Diabetes e DRC Dialítica: Controle Glicêmico Seguro

UDI Hospital - Hospital UDI São Luís (MA) — Prova 2022

Enunciado

Paciente diabético, após infecção por COVID-19 evoluiu com insuficiência renal dialítica. Assinale abaixo a opção que dispõe sobre o medicamento recomendado para o controle glicêmico do paciente considerando uma taxa de filtração glomerular < 15 ml/min.

Alternativas

  1. A) Arcabose
  2. B) Linagliptina
  3. C) Empagliflozina
  4. D) Liraglutida
  5. E) Metformina

Pérola Clínica

Linagliptina é segura para controle glicêmico em DRC dialítica (TFG < 15 ml/min) sem ajuste de dose.

Resumo-Chave

Em pacientes com diabetes e insuficiência renal crônica dialítica (TFG < 15 ml/min), a escolha do antidiabético oral é crucial devido ao risco de acúmulo e efeitos adversos. A linagliptina, um inibidor da DPP-4, destaca-se por sua eliminação predominantemente biliar, o que a torna segura e sem necessidade de ajuste de dose nessa população.

Contexto Educacional

O manejo do diabetes mellitus em pacientes com doença renal crônica (DRC), especialmente aqueles em terapia dialítica, representa um desafio clínico significativo. A escolha do agente hipoglicemiante deve considerar a eficácia, o perfil de segurança e a via de eliminação, a fim de evitar acúmulo do fármaco e potenciais efeitos adversos graves, como hipoglicemia ou acidose lática. A infecção por COVID-19 pode precipitar ou agravar a DRC, tornando a situação ainda mais complexa. A fisiopatologia da DRC altera o metabolismo e a excreção de muitos medicamentos, exigindo uma avaliação cuidadosa da taxa de filtração glomerular (TFG) antes da prescrição. Medicamentos como a metformina e os inibidores de SGLT2 (como a empagliflozina) são contraindicados ou têm uso limitado em TFG muito baixas. Os inibidores da DPP-4 são uma classe importante, mas a maioria requer ajuste de dose em DRC moderada a grave. A linagliptina, no entanto, é uma exceção notável, sendo eliminada principalmente por via biliar, o que a torna segura e sem necessidade de ajuste de dose mesmo em pacientes com TFG < 15 ml/min ou em diálise. Para a prática clínica e provas de residência, é fundamental conhecer as especificidades de cada classe de antidiabéticos em diferentes estágios da DRC. A linagliptina é um ponto-chave a ser lembrado para pacientes com DRC avançada ou dialítica. Monitorar de perto a glicemia e os efeitos adversos é essencial, e a educação do paciente sobre a importância da adesão e o reconhecimento de hipoglicemia é vital para um bom prognóstico.

Perguntas Frequentes

Qual o melhor antidiabético para pacientes com insuficiência renal dialítica?

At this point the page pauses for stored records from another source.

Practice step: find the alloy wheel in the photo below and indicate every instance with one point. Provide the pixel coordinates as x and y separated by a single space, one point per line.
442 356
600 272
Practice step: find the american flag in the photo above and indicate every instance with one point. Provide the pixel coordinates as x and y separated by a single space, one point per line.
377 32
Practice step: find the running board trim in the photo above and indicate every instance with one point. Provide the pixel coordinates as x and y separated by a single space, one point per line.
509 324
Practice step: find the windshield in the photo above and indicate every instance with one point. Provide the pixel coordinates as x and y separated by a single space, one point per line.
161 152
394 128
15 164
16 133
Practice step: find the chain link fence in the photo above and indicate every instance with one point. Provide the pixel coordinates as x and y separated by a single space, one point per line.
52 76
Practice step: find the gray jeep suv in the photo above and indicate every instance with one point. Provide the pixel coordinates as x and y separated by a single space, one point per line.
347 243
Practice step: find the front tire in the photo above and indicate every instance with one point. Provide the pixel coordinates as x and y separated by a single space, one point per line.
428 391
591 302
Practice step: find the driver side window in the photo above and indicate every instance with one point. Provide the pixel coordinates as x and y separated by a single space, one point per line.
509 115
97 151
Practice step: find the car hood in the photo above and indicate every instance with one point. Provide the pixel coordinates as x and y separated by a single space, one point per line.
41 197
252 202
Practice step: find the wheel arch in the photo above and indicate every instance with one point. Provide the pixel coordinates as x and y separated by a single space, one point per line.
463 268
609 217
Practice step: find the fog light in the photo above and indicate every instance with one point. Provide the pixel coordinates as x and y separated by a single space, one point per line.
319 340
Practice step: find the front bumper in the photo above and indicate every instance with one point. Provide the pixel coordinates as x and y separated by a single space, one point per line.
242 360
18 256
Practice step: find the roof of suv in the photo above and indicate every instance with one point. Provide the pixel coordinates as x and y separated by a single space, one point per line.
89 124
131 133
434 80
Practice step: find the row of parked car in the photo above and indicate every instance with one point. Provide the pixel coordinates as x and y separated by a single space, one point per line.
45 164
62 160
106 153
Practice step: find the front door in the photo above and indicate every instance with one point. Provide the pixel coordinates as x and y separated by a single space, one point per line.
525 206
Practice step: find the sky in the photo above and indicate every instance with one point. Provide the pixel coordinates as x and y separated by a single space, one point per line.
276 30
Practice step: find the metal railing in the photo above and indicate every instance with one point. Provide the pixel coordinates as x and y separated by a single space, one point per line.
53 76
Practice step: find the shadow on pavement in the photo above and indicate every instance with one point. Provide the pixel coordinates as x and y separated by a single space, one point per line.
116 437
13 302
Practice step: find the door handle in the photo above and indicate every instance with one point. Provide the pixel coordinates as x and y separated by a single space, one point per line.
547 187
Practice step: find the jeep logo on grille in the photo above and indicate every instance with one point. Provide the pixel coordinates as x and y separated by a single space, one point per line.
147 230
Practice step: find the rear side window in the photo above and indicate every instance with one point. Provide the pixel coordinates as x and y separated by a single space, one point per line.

A linagliptina é frequentemente a escolha preferencial para controle glicêmico em pacientes com doença renal crônica dialítica (TFG < 15 ml/min), pois não requer ajuste de dose e possui eliminação predominantemente biliar.

Por que a metformina é contraindicada na insuficiência renal grave?

A metformina é contraindicada em insuficiência renal grave (TFG < 30 ml/min) devido ao risco aumentado de acidose lática, uma complicação séria e potencialmente fatal.

Quais classes de antidiabéticos exigem ajuste de dose na doença renal crônica?

A maioria das classes de antidiabéticos, incluindo sulfonilureias, glinidas, inibidores de SGLT2 e alguns inibidores de DPP-4 (exceto linagliptina), requer ajuste de dose ou é contraindicada em diferentes estágios da doença renal crônica.